Après le collège de Ligny, Pierre Paul Henrion fait des études de droit civil à la Faculté de Pont-à-Mousson et il est admis comme avocat au Parlement de Paris, le 10 mars 1763.
En 1770, il est remarqué par le succès qu'il obtient dans le procès d'un noir, esclave, qui, amené en France par son maître, réclamait sa liberté. Son brillant plaidoyer est imprimé et lui vaut les compliments de Voltaire. Mais Henrion plaide rarement ; poussé par son goût de l'érudition, il préfère le travail d'un avocat-consultant.
Pendant l'exil du Parlement de Paris, décidé par Louis XV à la suite du conflit provoqué par la réforme du chancelier Maupéou (1771-1774), Henrion revient vivre au château paternel de Pansey, près de Joinville (Haute-Marne).

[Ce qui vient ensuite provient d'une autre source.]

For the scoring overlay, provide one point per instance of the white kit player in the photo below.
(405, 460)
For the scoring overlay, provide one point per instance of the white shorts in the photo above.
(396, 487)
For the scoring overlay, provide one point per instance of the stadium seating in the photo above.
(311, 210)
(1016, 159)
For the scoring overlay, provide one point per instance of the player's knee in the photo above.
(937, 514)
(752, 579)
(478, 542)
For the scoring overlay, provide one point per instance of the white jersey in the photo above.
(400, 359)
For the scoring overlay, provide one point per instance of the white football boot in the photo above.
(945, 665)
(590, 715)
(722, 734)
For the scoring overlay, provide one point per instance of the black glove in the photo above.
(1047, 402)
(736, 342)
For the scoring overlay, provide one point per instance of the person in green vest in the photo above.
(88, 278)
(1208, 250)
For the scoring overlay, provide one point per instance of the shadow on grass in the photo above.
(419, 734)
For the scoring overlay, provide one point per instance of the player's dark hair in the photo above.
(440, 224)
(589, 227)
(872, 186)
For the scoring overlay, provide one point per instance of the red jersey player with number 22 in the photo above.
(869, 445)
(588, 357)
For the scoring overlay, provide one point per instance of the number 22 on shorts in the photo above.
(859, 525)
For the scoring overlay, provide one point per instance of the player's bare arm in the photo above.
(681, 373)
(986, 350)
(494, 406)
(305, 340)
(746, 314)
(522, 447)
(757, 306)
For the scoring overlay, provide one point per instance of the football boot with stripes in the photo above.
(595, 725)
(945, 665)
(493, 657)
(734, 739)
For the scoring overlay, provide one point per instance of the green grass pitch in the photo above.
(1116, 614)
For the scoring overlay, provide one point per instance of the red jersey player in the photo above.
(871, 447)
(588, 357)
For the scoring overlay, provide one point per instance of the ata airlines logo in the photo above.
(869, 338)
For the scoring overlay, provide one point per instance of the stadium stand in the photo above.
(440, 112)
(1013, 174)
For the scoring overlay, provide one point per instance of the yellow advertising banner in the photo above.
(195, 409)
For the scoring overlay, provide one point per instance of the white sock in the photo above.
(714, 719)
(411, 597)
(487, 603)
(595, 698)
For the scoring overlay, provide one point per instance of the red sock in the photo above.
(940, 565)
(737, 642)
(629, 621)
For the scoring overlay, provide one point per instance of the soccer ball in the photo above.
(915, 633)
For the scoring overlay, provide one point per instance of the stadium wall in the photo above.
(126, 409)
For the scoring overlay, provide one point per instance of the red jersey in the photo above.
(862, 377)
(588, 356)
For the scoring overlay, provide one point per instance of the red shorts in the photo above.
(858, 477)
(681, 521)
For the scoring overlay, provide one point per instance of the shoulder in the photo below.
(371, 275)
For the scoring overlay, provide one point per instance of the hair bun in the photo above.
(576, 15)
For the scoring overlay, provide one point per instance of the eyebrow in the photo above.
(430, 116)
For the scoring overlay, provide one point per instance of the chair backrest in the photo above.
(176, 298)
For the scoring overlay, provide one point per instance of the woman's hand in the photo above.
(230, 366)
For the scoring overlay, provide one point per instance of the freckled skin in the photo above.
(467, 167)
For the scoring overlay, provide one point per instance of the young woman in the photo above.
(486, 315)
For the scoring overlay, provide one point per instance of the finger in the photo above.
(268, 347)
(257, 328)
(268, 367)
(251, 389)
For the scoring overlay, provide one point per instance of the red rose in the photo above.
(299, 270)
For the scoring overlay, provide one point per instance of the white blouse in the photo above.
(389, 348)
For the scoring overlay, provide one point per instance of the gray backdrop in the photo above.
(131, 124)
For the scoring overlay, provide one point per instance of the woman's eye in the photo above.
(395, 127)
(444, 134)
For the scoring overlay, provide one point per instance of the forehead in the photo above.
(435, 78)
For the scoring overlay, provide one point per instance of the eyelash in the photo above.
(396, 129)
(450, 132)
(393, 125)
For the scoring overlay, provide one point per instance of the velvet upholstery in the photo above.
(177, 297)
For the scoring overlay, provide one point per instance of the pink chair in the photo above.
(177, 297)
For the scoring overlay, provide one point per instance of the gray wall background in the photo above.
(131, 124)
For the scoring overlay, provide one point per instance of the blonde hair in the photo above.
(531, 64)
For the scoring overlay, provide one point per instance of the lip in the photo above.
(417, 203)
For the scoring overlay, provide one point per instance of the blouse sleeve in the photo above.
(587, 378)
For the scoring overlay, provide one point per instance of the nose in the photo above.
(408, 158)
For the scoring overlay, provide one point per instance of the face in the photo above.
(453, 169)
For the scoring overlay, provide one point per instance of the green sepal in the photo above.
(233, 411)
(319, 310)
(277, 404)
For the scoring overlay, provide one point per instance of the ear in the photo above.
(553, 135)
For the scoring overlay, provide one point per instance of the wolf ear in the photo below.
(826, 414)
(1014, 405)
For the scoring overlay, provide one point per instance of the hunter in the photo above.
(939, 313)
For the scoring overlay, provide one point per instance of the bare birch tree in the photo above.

Il se fera d'ailleurs appeler Henrion de Pansey, pour se distinguer de son frère puîné qui, lui, s'appellera Henrion de Saint-Amand (Tréveray 1774-Pansey 1829). Le 19 décembre 1772, Henrion est initié à la Loge  » Les Frères Zélés  » de Ligny-en-Barrois ; il sera ensuite député de la Grande Loge Nahanet, puis au Grand Orient, en 1774-1778 (1).
De retour à Paris, Henrion publie en 1773, un Traité des fiefs de Dumoulin analysé et conféré avec d'autres feudistes, précédé d'une éloge de Dumoulin (2). En 1789, il complète son traité par ses célèbres Dissertations féodales.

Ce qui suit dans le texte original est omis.